Image provided by Sean McClogan on Flickr

Validity is the degree to which your assumption (construct or hypothesis) is measured by your chosen method of measurement.  Basically does your research project (the type of data gathered and the means of gathering that data) truly measure that which it is intended to measure?
Reliability is how consistently your chosen method of measurement produces the same results.  To elaborate on that ideal, reliability is also estimated by whether or not the results of your research can be reproduced under a similar methodology.

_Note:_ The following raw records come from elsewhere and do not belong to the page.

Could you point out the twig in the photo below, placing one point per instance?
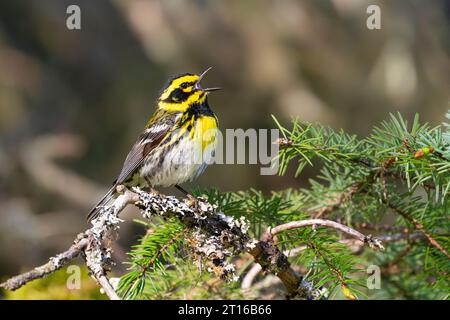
(91, 243)
(419, 227)
(372, 242)
(54, 264)
(218, 236)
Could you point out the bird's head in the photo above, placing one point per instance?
(183, 91)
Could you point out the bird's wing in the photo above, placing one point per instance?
(158, 127)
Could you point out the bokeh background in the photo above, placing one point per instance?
(73, 101)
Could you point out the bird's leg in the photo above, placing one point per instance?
(193, 200)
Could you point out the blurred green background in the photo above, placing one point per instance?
(73, 101)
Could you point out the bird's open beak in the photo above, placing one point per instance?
(199, 87)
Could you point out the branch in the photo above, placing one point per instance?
(217, 238)
(419, 227)
(372, 242)
(54, 264)
(93, 244)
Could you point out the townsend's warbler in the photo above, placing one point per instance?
(177, 143)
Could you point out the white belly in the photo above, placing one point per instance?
(182, 162)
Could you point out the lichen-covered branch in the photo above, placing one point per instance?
(215, 238)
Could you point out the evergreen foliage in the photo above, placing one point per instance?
(395, 182)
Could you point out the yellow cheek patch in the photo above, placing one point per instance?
(176, 84)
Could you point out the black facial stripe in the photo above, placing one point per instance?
(178, 95)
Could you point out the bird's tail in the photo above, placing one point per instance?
(96, 210)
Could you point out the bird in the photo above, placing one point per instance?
(177, 143)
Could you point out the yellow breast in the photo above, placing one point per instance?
(205, 130)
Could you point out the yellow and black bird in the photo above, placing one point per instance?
(177, 143)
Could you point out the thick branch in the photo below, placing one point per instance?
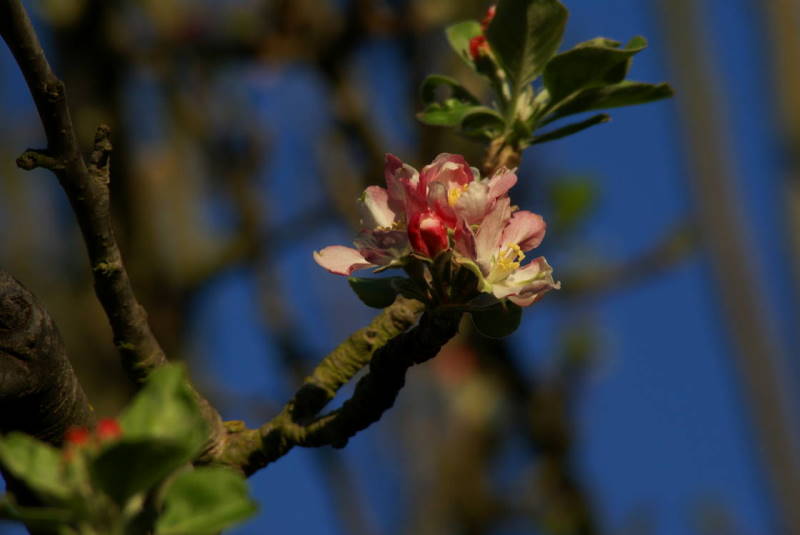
(39, 393)
(298, 424)
(88, 193)
(87, 190)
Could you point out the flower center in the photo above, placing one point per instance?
(506, 261)
(454, 193)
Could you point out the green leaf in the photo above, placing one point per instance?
(459, 35)
(375, 293)
(165, 409)
(38, 464)
(524, 35)
(205, 501)
(497, 321)
(589, 65)
(36, 517)
(482, 122)
(132, 466)
(613, 96)
(570, 129)
(433, 82)
(450, 110)
(600, 41)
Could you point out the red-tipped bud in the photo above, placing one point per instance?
(77, 436)
(478, 47)
(108, 429)
(487, 19)
(427, 234)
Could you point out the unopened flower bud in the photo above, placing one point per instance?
(77, 436)
(427, 234)
(487, 19)
(478, 47)
(108, 429)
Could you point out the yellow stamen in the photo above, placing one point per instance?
(506, 261)
(454, 193)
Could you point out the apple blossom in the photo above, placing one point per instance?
(447, 207)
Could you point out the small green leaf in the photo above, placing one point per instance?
(482, 122)
(613, 96)
(433, 82)
(205, 501)
(572, 199)
(459, 35)
(570, 129)
(497, 321)
(448, 111)
(375, 293)
(36, 517)
(589, 66)
(133, 466)
(165, 409)
(600, 41)
(38, 464)
(524, 35)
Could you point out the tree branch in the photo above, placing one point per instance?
(298, 424)
(87, 190)
(39, 393)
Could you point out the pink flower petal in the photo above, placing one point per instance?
(527, 284)
(400, 179)
(382, 247)
(437, 200)
(526, 229)
(487, 239)
(474, 203)
(341, 260)
(464, 240)
(447, 168)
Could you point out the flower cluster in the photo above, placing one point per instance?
(448, 208)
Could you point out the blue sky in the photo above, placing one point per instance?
(662, 426)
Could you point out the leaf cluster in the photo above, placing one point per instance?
(142, 482)
(533, 85)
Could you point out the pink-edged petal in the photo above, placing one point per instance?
(374, 208)
(490, 231)
(527, 284)
(502, 181)
(341, 260)
(473, 204)
(464, 241)
(526, 229)
(400, 179)
(447, 168)
(437, 200)
(382, 247)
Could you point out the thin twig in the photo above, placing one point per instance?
(87, 190)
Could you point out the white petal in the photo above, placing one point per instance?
(374, 208)
(341, 260)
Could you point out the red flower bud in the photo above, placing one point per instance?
(478, 46)
(487, 19)
(427, 234)
(77, 436)
(108, 429)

Testing the reliability and validity of social media as effective marketing channels for organizations.  The term social media refers to web 2.0 applications such as social network sites such as Facebook, YouTube and LinkedIn, blogs, wikis and Twitter (microblogging).  One can assume that not all social media is a useful marketing channel in every organization.  For example, a musician would benefit more from using YouTube as a marketing channel than would a photographer.  The photographer would more than likely benefit from using Flickr than from using YouTube.

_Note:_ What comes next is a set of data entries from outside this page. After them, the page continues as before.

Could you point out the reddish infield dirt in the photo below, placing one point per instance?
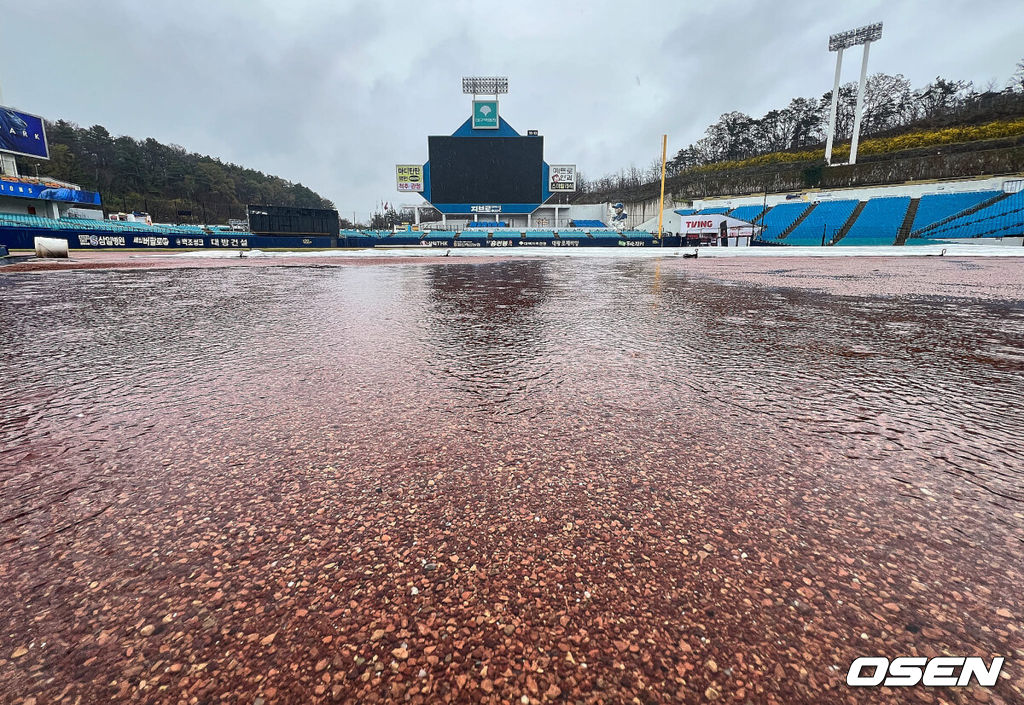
(138, 260)
(518, 482)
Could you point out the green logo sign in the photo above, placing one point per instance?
(484, 115)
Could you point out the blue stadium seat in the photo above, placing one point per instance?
(879, 222)
(779, 217)
(998, 219)
(935, 207)
(827, 217)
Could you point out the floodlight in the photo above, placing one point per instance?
(862, 35)
(484, 85)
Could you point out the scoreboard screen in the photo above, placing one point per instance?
(485, 169)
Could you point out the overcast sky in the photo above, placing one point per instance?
(333, 94)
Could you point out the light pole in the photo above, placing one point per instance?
(838, 42)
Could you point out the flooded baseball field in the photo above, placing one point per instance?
(577, 480)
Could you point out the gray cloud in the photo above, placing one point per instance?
(333, 94)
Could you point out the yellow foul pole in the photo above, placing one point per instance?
(660, 203)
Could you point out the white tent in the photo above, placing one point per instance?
(724, 230)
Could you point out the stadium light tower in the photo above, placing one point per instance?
(838, 42)
(484, 85)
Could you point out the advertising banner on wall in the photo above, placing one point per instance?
(485, 115)
(561, 177)
(48, 192)
(23, 133)
(410, 176)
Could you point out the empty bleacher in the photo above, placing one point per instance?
(777, 219)
(879, 222)
(935, 207)
(827, 217)
(1001, 218)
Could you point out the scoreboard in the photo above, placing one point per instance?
(492, 170)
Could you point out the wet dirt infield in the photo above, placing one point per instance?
(507, 480)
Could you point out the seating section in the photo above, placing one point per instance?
(879, 222)
(778, 218)
(827, 217)
(1003, 218)
(935, 207)
(938, 216)
(748, 213)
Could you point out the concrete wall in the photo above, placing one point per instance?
(46, 209)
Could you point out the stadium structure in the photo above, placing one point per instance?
(494, 189)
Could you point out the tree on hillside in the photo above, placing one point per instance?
(1017, 81)
(942, 97)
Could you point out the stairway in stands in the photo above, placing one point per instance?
(849, 222)
(984, 204)
(793, 225)
(904, 230)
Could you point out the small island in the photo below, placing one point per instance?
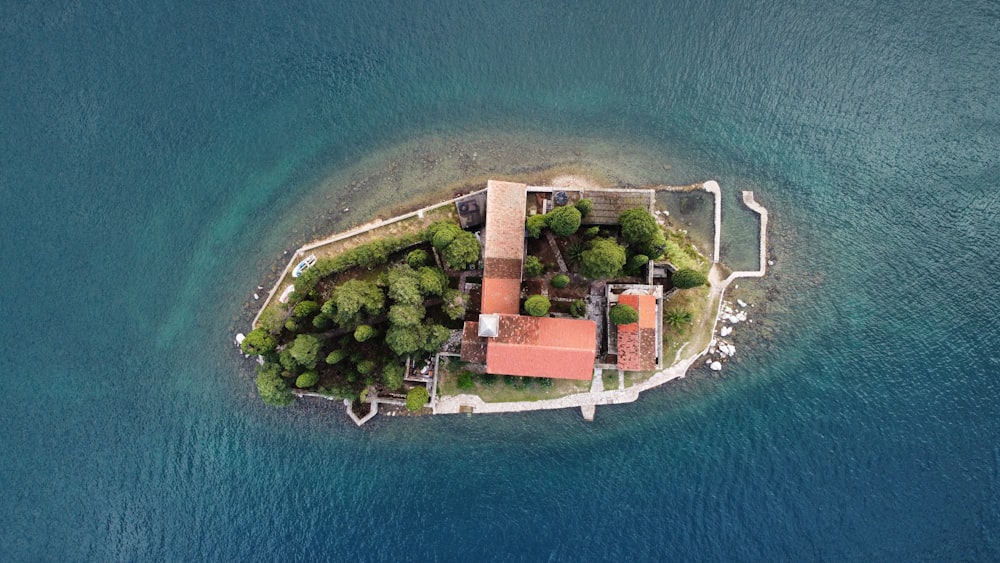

One can implement a marketing campaign utilizing a social media application and measure the validity of the social media(SM) as an effective means of marketing for the organization.  The SM’s effectiveness could be based on a measurement of “total response” to the campaign.

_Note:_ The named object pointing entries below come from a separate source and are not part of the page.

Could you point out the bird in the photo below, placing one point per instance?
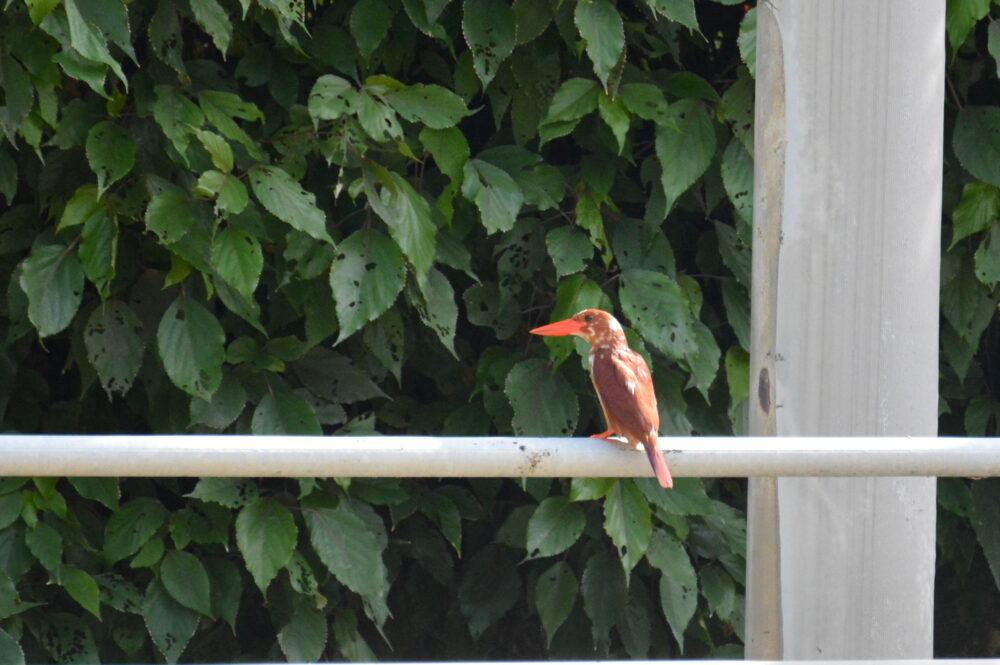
(622, 381)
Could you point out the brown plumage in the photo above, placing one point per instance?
(622, 381)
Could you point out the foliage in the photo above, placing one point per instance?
(263, 217)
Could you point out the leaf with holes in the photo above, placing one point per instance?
(53, 281)
(366, 276)
(131, 526)
(238, 258)
(186, 580)
(190, 341)
(437, 308)
(543, 401)
(170, 624)
(115, 345)
(489, 27)
(554, 526)
(67, 638)
(660, 311)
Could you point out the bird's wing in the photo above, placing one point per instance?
(625, 389)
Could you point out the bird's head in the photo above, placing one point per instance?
(594, 325)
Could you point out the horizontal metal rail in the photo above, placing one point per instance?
(431, 456)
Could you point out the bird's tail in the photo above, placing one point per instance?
(659, 464)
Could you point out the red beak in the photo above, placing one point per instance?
(558, 329)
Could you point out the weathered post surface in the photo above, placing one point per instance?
(848, 160)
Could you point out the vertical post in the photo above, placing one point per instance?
(845, 320)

From a reliability perspective it can be asked, how reliable is the use of “total response” as a reliable measurement of the effectiveness of a social media marketing campaign for an organization.  If a marketing research firm conducted research of a client’s use of MySpace, in its marketing campaign, and the research results showed that MySpace was very effective way of marketing; would another marketing firm’s research yield the same results if all of the parameters in their research were identical?

The Inc. 500

The Inc. 500

In early 2007 the results of a groundbreaking study into the adoption of social media
within the Inc. 500, an elite group of the fastest-growing companies within the United
States, were released. As one of, if not the first studies of corporate social media adoption
with statistical significance, it proved conclusively that social media was coming to the
business world and sooner than many anticipated.  Now, approximately one year later,
that same group was studied again in an effort to look at longitudinal change in the
adoption of these digital communication tools.